The discovery of a copper cylinder, which has the year ‘1818’ and word ‘danger’ inscribed on it alongwith a skull and crossbones sign, at Bhagabangola in Murshidabad district on August 6 has created a flutter among scientists and the state administration.
The Murshidabad district police recovered the cylinder from two smugglers, who claimed to have bought it from a trader of antiques. Police then called scientists of Variable Cyclotron Energy Centre under Atomic Energy Commission at Salt Lake to examine whether there was any radioactive object inside the cylinder.
The object is believed to be dating back to the era of East India Company.
“On August 6, I received a call from Superintendent of Murshidabad Police Humayun Kabir who wanted the object to be examined for radioactivity. I told him to get it brought here, but he said they had quarantined the cylinder and policemen were afraid to go near it. On August 7, I sent a team of scientists, armed with protective gear. They found an electronic device placed inside the hollow object. It might be old. Only archaeologists can date it. But we can vouch that there was no radioactive object inside it,’’ D K Srivastav, director of the Centre, told The Indian Express.
When contacted, Humayun Kabir said more investigation was needed to determine the age of the object. “Now we will either send it to ASI or some other agency because more tests need to be done.
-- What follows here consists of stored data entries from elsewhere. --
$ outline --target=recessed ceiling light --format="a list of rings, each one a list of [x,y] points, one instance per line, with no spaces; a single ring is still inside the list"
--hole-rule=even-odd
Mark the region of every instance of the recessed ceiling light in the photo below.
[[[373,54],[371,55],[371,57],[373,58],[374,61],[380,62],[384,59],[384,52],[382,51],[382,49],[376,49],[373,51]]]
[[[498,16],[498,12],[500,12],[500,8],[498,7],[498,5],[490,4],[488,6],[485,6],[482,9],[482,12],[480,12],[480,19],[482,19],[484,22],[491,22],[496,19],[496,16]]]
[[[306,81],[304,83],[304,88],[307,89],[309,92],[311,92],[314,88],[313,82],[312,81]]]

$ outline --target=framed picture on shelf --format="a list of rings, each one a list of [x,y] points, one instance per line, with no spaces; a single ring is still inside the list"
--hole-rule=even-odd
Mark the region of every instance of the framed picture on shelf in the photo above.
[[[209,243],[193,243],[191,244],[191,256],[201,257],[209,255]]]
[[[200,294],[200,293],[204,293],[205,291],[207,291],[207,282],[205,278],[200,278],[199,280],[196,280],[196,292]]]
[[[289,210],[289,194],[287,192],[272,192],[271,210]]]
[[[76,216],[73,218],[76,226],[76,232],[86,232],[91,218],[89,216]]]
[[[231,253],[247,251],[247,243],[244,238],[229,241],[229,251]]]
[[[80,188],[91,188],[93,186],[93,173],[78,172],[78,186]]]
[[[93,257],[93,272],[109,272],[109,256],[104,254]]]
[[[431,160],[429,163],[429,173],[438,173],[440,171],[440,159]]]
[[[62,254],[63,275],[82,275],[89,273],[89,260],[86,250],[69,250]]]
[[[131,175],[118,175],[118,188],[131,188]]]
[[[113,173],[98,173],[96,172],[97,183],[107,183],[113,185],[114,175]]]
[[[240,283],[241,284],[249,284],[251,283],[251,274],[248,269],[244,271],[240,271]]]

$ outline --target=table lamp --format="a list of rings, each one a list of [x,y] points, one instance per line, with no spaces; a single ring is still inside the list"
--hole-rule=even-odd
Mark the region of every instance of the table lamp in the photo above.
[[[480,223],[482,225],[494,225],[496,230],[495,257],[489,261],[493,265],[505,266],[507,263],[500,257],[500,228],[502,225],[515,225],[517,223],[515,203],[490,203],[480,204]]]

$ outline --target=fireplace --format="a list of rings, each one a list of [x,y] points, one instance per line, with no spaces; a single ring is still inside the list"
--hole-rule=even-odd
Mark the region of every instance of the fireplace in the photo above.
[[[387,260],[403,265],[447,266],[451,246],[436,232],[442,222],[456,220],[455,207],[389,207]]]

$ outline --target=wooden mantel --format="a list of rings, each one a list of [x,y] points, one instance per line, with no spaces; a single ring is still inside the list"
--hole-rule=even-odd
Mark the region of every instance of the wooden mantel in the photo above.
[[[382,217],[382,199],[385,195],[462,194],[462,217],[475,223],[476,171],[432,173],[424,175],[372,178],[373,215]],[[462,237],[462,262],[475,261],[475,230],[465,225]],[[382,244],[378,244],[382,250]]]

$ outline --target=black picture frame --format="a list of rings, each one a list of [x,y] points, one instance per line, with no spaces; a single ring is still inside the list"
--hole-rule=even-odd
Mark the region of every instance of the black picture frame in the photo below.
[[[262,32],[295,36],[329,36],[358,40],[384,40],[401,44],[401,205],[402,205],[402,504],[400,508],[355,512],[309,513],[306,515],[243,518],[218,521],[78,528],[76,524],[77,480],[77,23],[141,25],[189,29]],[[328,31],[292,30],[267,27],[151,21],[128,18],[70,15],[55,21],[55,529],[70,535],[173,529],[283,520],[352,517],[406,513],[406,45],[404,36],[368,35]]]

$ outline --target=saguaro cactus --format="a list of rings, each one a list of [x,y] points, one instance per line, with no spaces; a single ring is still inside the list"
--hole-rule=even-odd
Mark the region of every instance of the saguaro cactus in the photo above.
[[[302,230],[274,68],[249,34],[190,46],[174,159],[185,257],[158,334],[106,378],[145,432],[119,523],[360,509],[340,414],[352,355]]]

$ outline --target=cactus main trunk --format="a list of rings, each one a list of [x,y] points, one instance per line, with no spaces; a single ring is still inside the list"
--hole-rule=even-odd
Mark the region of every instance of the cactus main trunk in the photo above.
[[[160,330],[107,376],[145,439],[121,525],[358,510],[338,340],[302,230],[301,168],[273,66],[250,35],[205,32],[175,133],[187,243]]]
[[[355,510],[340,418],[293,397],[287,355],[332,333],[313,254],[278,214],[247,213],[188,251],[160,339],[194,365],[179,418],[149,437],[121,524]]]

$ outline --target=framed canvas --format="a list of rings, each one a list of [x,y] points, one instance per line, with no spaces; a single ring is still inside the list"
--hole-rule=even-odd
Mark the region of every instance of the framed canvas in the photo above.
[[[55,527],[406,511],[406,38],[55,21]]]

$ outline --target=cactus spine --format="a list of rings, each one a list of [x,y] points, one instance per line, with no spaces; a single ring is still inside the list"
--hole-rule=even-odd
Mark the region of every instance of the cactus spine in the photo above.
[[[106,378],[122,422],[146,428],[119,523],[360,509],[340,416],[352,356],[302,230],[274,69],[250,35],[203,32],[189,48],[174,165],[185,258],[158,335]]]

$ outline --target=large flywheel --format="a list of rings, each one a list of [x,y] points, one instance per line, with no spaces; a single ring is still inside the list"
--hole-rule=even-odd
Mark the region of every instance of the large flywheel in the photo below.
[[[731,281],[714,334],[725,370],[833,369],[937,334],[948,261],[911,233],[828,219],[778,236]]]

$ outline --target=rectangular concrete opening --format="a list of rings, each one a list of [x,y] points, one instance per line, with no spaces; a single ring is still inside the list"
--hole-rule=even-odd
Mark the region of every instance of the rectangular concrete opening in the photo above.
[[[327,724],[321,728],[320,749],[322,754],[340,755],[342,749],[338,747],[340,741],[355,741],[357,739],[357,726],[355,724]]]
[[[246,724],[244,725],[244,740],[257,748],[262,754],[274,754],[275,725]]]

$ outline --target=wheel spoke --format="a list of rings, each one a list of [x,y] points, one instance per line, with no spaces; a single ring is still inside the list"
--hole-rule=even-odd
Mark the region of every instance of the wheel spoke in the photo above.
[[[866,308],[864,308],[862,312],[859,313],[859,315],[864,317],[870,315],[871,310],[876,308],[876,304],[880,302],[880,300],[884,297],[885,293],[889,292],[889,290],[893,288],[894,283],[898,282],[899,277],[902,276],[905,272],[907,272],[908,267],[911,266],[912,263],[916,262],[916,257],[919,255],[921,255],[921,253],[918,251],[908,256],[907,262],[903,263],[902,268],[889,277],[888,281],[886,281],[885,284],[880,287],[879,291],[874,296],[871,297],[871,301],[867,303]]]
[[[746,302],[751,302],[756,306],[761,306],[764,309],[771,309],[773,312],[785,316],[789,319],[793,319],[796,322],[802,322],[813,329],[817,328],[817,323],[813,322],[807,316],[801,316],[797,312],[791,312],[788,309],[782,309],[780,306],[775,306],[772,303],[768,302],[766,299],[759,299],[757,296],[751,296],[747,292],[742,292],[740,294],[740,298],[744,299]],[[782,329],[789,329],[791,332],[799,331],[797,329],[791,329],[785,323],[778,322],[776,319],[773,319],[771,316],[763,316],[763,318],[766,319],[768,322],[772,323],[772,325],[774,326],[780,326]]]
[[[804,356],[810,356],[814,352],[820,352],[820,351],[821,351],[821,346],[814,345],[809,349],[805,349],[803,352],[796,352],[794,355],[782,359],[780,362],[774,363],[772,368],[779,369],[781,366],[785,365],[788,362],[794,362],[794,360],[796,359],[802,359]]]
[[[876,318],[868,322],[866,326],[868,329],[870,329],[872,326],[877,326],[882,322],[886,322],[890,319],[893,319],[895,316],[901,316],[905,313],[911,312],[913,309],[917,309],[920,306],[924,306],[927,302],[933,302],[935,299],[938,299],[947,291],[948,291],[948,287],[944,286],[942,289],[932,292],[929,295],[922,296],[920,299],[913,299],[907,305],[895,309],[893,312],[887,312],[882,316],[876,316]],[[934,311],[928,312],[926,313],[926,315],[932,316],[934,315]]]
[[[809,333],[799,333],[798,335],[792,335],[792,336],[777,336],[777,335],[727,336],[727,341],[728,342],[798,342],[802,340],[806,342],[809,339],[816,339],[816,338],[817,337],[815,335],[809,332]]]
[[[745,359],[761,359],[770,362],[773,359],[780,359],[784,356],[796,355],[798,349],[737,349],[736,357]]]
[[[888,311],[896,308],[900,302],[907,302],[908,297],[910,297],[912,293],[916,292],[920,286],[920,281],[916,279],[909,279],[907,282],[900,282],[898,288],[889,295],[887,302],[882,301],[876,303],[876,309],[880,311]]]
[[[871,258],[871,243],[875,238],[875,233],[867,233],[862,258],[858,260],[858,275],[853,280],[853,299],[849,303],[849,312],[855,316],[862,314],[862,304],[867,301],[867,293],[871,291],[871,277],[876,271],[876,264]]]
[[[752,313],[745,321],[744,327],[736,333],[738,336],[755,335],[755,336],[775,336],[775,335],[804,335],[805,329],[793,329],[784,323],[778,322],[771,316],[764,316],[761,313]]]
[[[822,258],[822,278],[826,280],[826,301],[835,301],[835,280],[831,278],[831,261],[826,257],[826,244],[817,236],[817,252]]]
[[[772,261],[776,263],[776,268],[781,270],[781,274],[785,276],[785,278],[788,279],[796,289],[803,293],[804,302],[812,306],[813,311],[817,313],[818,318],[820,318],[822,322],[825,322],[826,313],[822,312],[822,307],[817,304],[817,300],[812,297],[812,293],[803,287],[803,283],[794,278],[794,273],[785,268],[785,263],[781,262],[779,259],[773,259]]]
But, now we can heave a sigh of relief as it is not radioactive,’’ Kabir said.
Antiques are periodically discovered from Murshidabad which was seat of the last Nawab of Bengal presidency, Siraj-uj-Daulah who was defeated by an English army led by Robert Clive in the Battle of Plassey in 1757.
Two days later at Bhagabangola itself, Siraj was caught and beaten to death by Miran, son of Mir Zafar, a general in the Nawab army. After Siraj, Mir Zafar became the Nawab of Bengal, Bihar and Orissa.
Even during the Gupta period (4th century-5th century), times of King Shasanka, the Paul dynasty and Sen dynasty, (6th century-13th century) Murshidabad (then Karna Subarna) and its adjoining areas were prosperous areas with flourishing trade and booming agriculture.